Im griechischen Bildungswesen zeichnet sich ein kontinuierlicher Abwärtstrend ab, je älter die Schüler werden. Während in der Grundschule noch beachtliche 91 Prozent der Befragten Lebensfreude ausstrahlen, sinkt dieser Wert in der Mittelstufe auf rund 82 Prozent und fällt in den Abschlussklassen der gymnasialen Oberstufe drastisch auf 67,26 Prozent. Parallel dazu belegt die KEPE-Studie, dass eine gute schulische Leistung stark korreliert mit einem hohen persönlichen Glücksempfinden, während Schüler mit schwachen Noten mit nur knapp 65 Prozent deutlich seltener Zufriedenheit äußern.
Sozioökonomische Stabilität als Basis
Neben rein familiären und schulischen Aspekten fließen handfeste wirtschaftliche Faktoren in die kindliche Bewertung ein. Ein grundlegender materieller Wohlstand im Elternhaus schlägt sich mit einer hohen Zufriedenheitsquote von gut 78 Prozent nieder. Eine ausgewogene Ernährung, das Fehlen von Arbeitslosigkeit bei den Erziehungsberechtigten und der kostenlose Zugang zur Gesundheitsversorgung gelten als essenzielle Stützpfeiler.
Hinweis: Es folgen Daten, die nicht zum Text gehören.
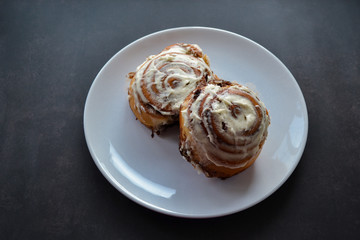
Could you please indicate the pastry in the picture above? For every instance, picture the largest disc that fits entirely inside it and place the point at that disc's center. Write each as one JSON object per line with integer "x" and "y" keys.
{"x": 223, "y": 127}
{"x": 163, "y": 81}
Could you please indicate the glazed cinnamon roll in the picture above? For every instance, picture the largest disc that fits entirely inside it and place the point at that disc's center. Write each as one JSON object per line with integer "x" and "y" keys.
{"x": 163, "y": 81}
{"x": 223, "y": 127}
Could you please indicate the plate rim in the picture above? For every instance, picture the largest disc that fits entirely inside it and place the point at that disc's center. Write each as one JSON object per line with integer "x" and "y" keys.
{"x": 155, "y": 207}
Zusätzlich unterstreicht die wissenschaftliche Auswertung die Bedeutung von ethischer Erziehung aus dem weiteren Umfeld, die den Kindern einen moralischen Kompass bietet. Auch die Staatsangehörigkeit fließt messbar in die finale Statistik ein: Kinder mit griechischer Nationalität geben etwas häufiger an, glücklich zu sein (79,69 Prozent), als ihre Altersgenossen mit einer anderen Herkunft (74,03 Prozent).